December 4, 2019
Yesterday we laid out the parallels between early October and these first few days of December. The mood in early October, surrounding stocks (and the risk environment), soured on 1) weak manufacturing data, and 2) more hard ball from Trump, on trade. We’ve had the same this week.
And so far, we’ve had a similar response in stocks. First down sharply, then up sharply.
Why? Remember, back in October, Trump ramped up the aggression against China, and it paid off. Days later they were shaking hands on a deal. The S&P went on to 2% gain on the month.
So, yesterday we get more tough talk from Trump on China, giving the appearance that he was blowing up a potential deal. But as we discussed in my note yesterday, it looked like a repeat of his October tactic – to gain additional leverage, perhaps to get final details of a “Phase one” deal to swing his way. That appears to be the case. By last night, reports were saying Kushner’s recent involvement in the negotiations meant a conclusion was near, and there were reports that China was working out who to send to a deal signing (also saying it won’t be Xi).

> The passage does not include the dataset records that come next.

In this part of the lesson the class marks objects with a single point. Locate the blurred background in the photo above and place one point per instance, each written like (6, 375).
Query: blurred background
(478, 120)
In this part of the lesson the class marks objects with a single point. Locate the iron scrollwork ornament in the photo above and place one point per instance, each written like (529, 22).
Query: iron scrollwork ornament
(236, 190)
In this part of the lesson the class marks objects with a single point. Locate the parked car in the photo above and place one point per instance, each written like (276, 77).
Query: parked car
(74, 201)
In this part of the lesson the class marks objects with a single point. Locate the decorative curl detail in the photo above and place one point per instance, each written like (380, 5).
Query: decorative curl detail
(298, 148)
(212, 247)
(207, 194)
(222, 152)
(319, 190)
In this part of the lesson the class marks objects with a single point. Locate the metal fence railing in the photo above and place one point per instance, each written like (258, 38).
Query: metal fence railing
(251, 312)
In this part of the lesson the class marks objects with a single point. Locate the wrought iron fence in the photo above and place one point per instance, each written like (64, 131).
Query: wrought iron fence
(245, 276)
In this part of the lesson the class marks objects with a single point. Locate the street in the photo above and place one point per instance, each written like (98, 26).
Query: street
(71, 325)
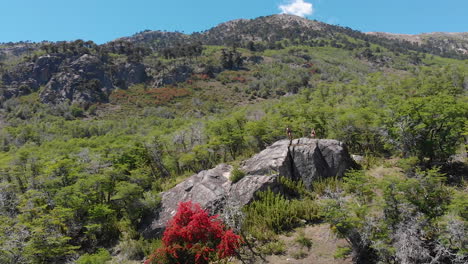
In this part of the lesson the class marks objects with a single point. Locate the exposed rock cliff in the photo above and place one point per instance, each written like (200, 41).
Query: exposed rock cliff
(305, 159)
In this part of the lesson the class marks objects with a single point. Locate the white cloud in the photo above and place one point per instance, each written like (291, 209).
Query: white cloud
(297, 7)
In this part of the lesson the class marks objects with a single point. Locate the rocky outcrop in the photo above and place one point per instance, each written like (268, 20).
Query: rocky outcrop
(128, 74)
(84, 82)
(177, 74)
(304, 159)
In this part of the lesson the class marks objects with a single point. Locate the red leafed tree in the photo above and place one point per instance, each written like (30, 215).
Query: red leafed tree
(192, 236)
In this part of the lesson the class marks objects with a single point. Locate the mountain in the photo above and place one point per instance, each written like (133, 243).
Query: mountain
(98, 144)
(67, 75)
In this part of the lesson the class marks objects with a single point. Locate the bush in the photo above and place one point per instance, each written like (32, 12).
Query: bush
(273, 214)
(304, 241)
(100, 257)
(192, 236)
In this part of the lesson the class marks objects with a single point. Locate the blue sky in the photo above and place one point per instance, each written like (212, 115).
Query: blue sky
(104, 20)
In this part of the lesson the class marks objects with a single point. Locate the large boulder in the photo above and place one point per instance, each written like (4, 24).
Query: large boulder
(305, 159)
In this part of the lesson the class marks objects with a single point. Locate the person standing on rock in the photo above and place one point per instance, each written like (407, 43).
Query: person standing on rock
(289, 133)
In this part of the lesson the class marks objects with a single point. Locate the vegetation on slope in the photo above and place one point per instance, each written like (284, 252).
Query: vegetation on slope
(76, 181)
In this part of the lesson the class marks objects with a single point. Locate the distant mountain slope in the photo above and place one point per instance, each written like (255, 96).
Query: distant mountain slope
(269, 30)
(442, 40)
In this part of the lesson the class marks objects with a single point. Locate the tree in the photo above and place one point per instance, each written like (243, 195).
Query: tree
(428, 127)
(192, 236)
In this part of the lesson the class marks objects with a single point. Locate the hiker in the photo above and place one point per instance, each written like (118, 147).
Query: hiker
(312, 133)
(289, 133)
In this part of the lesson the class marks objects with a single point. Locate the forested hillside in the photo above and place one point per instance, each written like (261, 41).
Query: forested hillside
(92, 134)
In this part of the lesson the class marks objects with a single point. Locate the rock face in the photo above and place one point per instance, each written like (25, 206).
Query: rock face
(84, 79)
(305, 159)
(84, 82)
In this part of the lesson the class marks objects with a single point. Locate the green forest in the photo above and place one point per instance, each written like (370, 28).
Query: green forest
(77, 178)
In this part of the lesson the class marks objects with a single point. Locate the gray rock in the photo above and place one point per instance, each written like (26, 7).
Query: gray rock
(305, 159)
(129, 74)
(208, 188)
(175, 75)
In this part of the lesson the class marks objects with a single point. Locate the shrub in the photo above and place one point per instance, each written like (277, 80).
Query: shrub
(192, 236)
(273, 214)
(274, 248)
(304, 241)
(100, 257)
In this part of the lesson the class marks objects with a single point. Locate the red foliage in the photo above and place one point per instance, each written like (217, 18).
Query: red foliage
(192, 236)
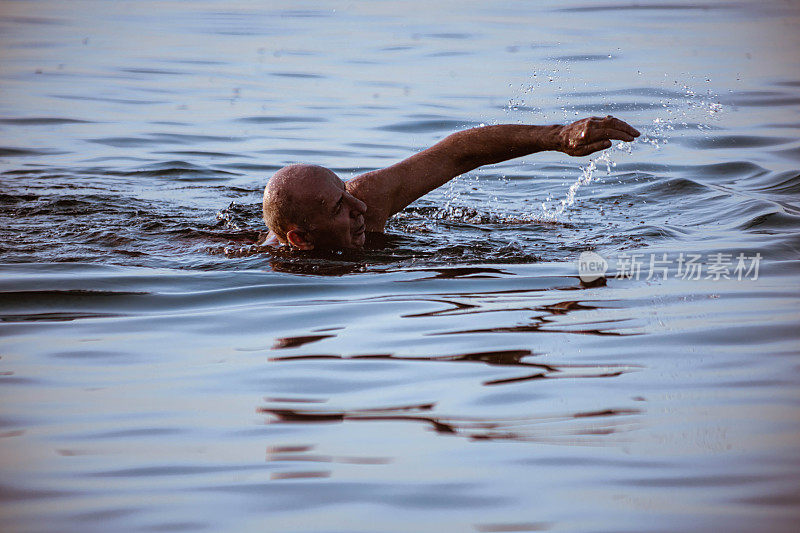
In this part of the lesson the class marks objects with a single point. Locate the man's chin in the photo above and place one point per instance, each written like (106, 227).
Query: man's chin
(358, 240)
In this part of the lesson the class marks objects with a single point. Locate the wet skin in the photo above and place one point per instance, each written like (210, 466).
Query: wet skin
(337, 214)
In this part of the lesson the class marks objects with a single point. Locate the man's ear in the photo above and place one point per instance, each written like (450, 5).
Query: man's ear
(299, 239)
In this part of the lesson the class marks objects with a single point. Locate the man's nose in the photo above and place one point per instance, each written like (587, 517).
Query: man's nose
(358, 207)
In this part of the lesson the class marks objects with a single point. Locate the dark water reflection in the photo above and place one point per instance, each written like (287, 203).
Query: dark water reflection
(160, 370)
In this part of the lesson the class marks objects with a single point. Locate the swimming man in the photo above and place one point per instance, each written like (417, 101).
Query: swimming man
(309, 207)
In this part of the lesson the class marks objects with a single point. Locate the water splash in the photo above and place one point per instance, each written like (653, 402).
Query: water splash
(551, 213)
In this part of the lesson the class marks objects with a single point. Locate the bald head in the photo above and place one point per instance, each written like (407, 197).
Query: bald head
(288, 194)
(309, 206)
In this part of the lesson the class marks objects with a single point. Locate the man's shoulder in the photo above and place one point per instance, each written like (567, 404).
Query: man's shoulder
(368, 189)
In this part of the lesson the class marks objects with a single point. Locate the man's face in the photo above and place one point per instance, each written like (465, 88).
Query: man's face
(336, 217)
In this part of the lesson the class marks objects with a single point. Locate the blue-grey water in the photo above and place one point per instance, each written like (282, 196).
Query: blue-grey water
(159, 371)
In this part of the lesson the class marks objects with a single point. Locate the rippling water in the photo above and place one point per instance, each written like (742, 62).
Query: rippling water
(160, 371)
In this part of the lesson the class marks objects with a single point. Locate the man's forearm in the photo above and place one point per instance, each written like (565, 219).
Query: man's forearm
(388, 190)
(476, 147)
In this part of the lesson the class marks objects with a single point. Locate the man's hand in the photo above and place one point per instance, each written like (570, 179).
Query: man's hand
(593, 134)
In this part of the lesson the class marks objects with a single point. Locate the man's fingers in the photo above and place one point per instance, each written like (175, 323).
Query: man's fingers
(617, 124)
(607, 133)
(592, 148)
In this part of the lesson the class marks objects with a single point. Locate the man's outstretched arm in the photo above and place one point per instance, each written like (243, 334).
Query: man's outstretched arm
(389, 190)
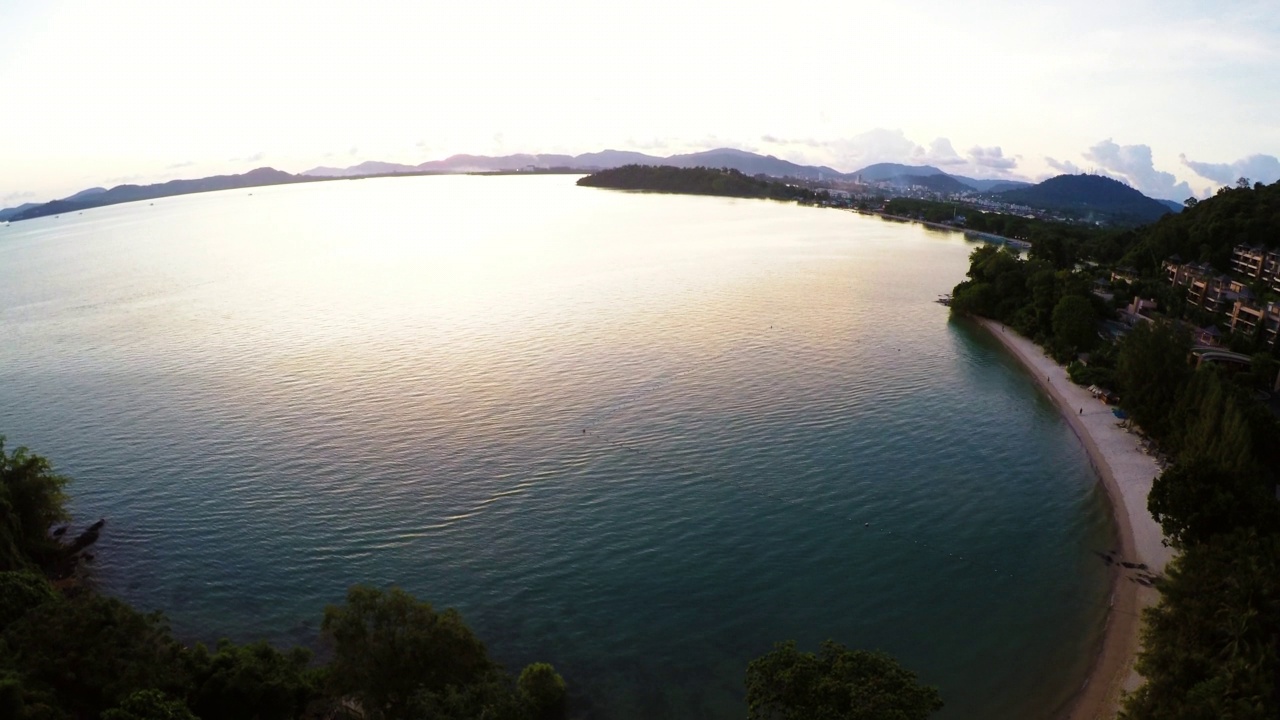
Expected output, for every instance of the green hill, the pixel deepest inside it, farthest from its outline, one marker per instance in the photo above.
(1089, 197)
(694, 181)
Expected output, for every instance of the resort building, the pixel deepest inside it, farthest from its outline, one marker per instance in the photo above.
(1246, 319)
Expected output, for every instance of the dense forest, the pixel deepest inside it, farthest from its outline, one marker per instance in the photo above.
(696, 181)
(69, 652)
(1211, 647)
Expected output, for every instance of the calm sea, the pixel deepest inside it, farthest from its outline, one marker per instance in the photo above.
(638, 436)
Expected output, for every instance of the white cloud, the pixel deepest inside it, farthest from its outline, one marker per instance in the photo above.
(991, 158)
(1133, 164)
(941, 153)
(1064, 165)
(1257, 168)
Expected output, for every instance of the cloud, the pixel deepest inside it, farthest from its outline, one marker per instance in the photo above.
(1257, 168)
(649, 144)
(941, 153)
(1133, 164)
(1064, 167)
(991, 158)
(882, 145)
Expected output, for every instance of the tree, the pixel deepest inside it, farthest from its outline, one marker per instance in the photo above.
(150, 705)
(1152, 369)
(392, 654)
(1075, 324)
(251, 682)
(542, 692)
(31, 501)
(1197, 499)
(1208, 650)
(835, 684)
(22, 591)
(90, 652)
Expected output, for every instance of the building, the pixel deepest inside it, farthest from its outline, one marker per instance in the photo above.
(1257, 263)
(1247, 317)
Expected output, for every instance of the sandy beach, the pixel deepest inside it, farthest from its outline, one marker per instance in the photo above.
(1127, 472)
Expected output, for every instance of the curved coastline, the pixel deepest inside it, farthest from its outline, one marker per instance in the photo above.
(1127, 474)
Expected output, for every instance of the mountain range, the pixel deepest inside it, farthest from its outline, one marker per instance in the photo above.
(1083, 196)
(740, 160)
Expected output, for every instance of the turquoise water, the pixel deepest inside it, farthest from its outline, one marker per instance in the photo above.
(638, 436)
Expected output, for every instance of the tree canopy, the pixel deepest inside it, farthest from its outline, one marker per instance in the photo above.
(835, 684)
(31, 501)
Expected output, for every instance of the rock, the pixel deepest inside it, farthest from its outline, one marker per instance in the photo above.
(87, 538)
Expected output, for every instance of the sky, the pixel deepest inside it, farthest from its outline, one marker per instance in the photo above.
(1175, 98)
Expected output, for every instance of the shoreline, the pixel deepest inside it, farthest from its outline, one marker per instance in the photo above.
(1127, 474)
(983, 236)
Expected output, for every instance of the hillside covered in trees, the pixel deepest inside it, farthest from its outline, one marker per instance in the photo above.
(695, 181)
(1210, 647)
(1207, 229)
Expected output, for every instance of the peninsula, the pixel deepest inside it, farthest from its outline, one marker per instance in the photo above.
(698, 181)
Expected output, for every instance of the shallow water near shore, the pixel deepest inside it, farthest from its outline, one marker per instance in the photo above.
(638, 436)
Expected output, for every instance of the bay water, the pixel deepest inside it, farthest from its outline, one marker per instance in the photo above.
(638, 436)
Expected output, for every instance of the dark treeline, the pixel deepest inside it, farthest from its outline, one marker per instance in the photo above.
(71, 654)
(1061, 244)
(1211, 647)
(696, 181)
(68, 652)
(1207, 231)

So we have this chart on stocks …
How much is a signed trade document worth to the stock market? A handshake in October was a 7% move in 21 days (from the lows of October, to the end of the month).
Remember, we’ve been talking about the 1995 analog all year long, where stocks rose as much as 36% on the year, as the Fed was forced to reverse course on monetary policy. We’re seeing the same dynamic from 2018 to 2019.
With the above in mind, the S&P 500 closes today up 24%. With a forward P/E still well below 20 and a 10-year yield of 1.75%, a 30%+ year is still in the picture.